“There’s no cribbing of Michelle Obama’s speech. These were common words and values. She was speaking in front of 35 million people Monday night. She knew that. To think that she would be cribbing Michelle Obama’s words is crazy,” Trump’s campaign manager said on CNN.

Donald Trump supporter Chris Christie and Trump campaign manager Paul Manafort on Tuesday both dismissed allegations that Melania Trump had plagiarized portions of her Monday night speech Michelle Obama’s remarks in 2008.

Speaking on CNN’s New Day, Manafort called any charges that she intentionally copied the first lady “just really absurd.”

“There’s no cribbing of Michelle Obama’s speech. These were common words and values. She was speaking in front of 35 million people Monday night. She knew that. To think that she would be cribbing Michelle Obama’s words is crazy” he said. “Certainly, there’s no feeling on her part that she did it. What she did was use words that are common words. To expect her to do something like that, knowing how scrutinized her speech was going to be, is just really absurd.”

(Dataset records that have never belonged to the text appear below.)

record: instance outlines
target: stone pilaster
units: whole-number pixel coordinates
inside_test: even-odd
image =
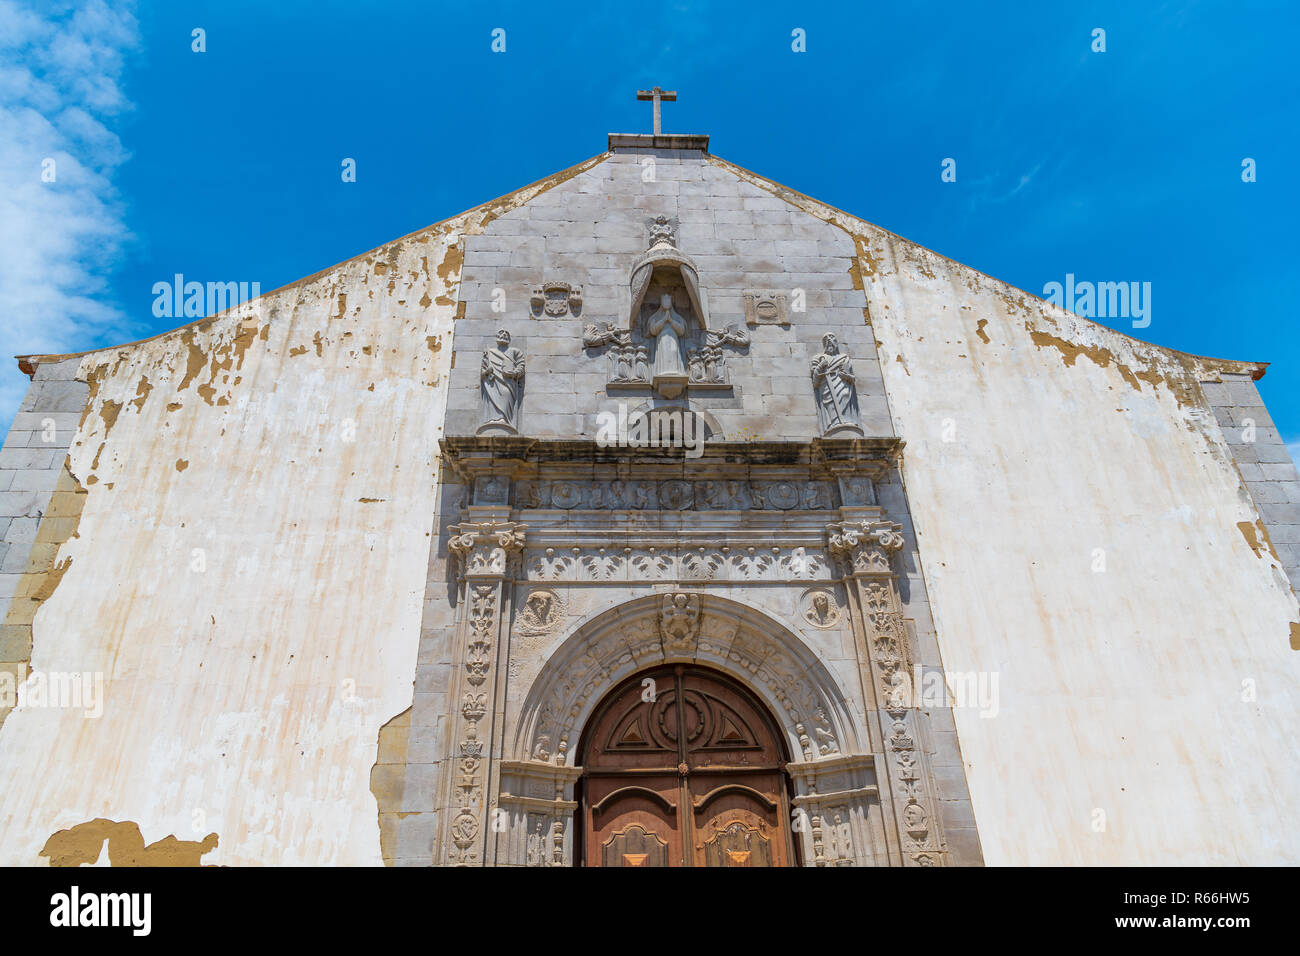
[[[438,862],[482,866],[486,862],[492,807],[494,745],[501,733],[500,701],[510,620],[509,582],[524,546],[524,525],[491,508],[470,508],[471,520],[451,529],[448,549],[456,557],[459,601],[456,646],[461,666],[451,715],[454,732],[449,793],[438,844]]]
[[[935,812],[933,774],[921,746],[911,683],[915,651],[903,622],[894,570],[895,555],[903,548],[903,528],[880,508],[844,510],[851,516],[827,527],[827,548],[844,572],[854,632],[866,652],[863,689],[868,706],[876,709],[877,719],[869,723],[883,738],[881,802],[887,813],[892,810],[897,862],[940,866],[947,862],[947,851]]]

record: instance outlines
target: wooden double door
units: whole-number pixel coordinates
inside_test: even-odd
[[[785,748],[766,708],[704,668],[630,678],[583,735],[586,866],[791,866]]]

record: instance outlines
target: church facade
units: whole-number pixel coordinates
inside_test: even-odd
[[[705,136],[20,361],[7,863],[1300,861],[1265,366]]]

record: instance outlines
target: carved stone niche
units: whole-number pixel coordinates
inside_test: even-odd
[[[547,281],[533,289],[529,299],[533,318],[561,319],[566,315],[582,314],[582,286],[567,282]]]
[[[746,289],[744,297],[746,325],[789,326],[790,310],[784,292],[776,289]]]
[[[804,866],[887,866],[880,787],[871,754],[787,764]]]
[[[731,388],[724,347],[747,347],[748,332],[709,327],[695,263],[675,244],[676,220],[659,216],[646,225],[650,248],[632,266],[626,327],[588,325],[583,347],[606,349],[610,389],[651,388],[671,399],[688,388]]]
[[[493,814],[497,866],[573,864],[573,786],[582,768],[541,760],[503,760]]]

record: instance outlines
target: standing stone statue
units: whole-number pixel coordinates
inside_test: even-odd
[[[822,435],[827,438],[861,435],[853,362],[847,352],[840,351],[834,332],[822,336],[822,354],[812,361],[812,382]]]
[[[497,332],[497,346],[483,353],[479,370],[482,434],[519,434],[519,402],[524,394],[524,353],[511,348],[510,333]]]
[[[675,398],[686,387],[686,366],[682,362],[682,336],[686,320],[673,308],[668,293],[659,299],[659,311],[646,321],[646,333],[655,340],[654,387],[664,398]]]

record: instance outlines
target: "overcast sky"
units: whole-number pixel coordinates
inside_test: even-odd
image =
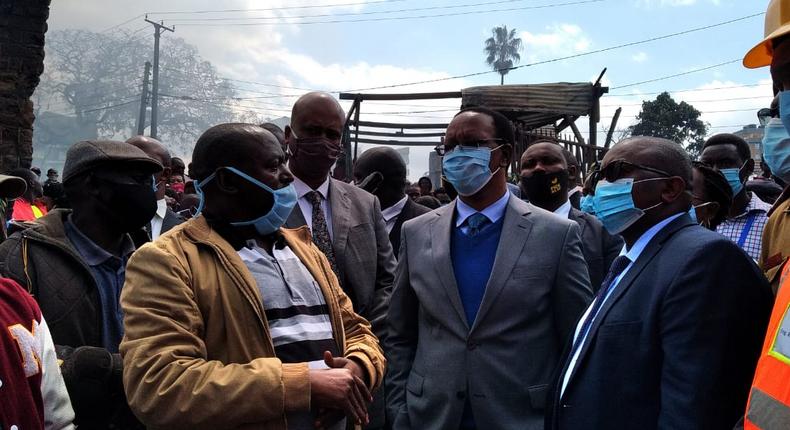
[[[176,26],[176,32],[167,33],[165,39],[180,37],[197,46],[220,75],[256,82],[235,81],[241,96],[260,92],[282,95],[265,102],[245,102],[262,114],[279,117],[287,115],[294,97],[306,89],[337,92],[486,71],[483,41],[496,25],[505,24],[518,30],[524,42],[521,64],[529,64],[736,20],[764,12],[767,3],[767,0],[56,0],[52,2],[49,24],[51,30],[125,29],[136,32],[133,37],[151,40],[153,46],[151,26],[143,21],[143,15],[149,13],[152,19]],[[319,5],[323,6],[314,7]],[[242,11],[213,12],[217,10]],[[320,21],[340,22],[317,23]],[[606,67],[604,83],[611,91],[602,99],[602,127],[608,126],[618,106],[623,107],[618,128],[627,127],[639,112],[643,99],[654,98],[657,92],[666,90],[677,100],[688,101],[701,110],[703,120],[713,127],[712,132],[735,131],[756,123],[757,109],[769,105],[768,70],[747,70],[738,61],[696,70],[741,59],[761,40],[762,34],[763,17],[755,16],[653,42],[524,67],[511,71],[505,83],[585,82],[594,80]],[[678,74],[682,75],[633,85]],[[375,92],[455,91],[498,83],[499,75],[488,73]],[[723,87],[727,89],[719,89]],[[443,122],[452,116],[459,103],[458,100],[366,102],[362,119]],[[402,113],[410,111],[421,113]],[[412,179],[427,170],[428,151],[412,148]]]

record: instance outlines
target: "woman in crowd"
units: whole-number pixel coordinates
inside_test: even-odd
[[[700,162],[694,163],[691,215],[705,228],[716,226],[727,216],[732,205],[732,189],[718,170]]]

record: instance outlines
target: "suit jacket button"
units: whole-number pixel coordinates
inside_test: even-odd
[[[466,342],[466,349],[468,349],[469,351],[474,351],[475,348],[477,348],[476,343],[472,342],[471,340]]]
[[[457,393],[455,393],[455,397],[458,397],[459,399],[463,400],[466,398],[466,393],[464,391],[458,391]]]

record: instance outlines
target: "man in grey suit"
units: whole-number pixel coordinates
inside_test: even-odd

Melania Trump came under heavy criticism overnight after Jarrett Hill on Twitter and others noticed that two portions of her speech seemed to have been lifted almost word-for-word from the First Lady’s 2008 speech, with news outlets presenting both speeches side by side.

The similar portions involve both women talking about the lessons they learned growing up and how they want to pass those same values onto the next generation.

On Tuesday, NBC’s Today show aired more of Matt Lauer’s interview with both Trumps, which was taped before her Monday night speech, but Melania didn’t offer any further insight into her remarks beyond what NBC News already aired. Specifically that she said she wrote the speech with a “little help” and read it once.

New Jersey governor Chris Christie, who’s supported Trump since he ended his own White House bid, appeared live on Today, where he also dismissed plagiarism charges leveled against Melania Trump.

Lauer asked Christie about the scandal right off the bat, asking him as “a former prosecutor” if he could “make the case for plagiarism.”

“Nah, not when 93 percent of the speech is completely different than Michelle Obama’s speech,” Christie said. “They expressed some common thoughts.”

When asked by Savannah Guthrie if this signaled anything about the “staff work” of Trump’s campaign, that “something like this could slip through the cracks,” Christie doubled down on his defense of Melania, saying her speech “sounded like her.”

“They’re trying to do a lot of things at the same time,” Christie said of the Trump campaign. “I know Melania. I think she worked very hard on that speech and a lot of what I heard last night sitting on the floor, seemed like her and the way she speaks all the time. Having been friends with [her and Donald Trump] for almost 14 years, that sounded like her to me last night.”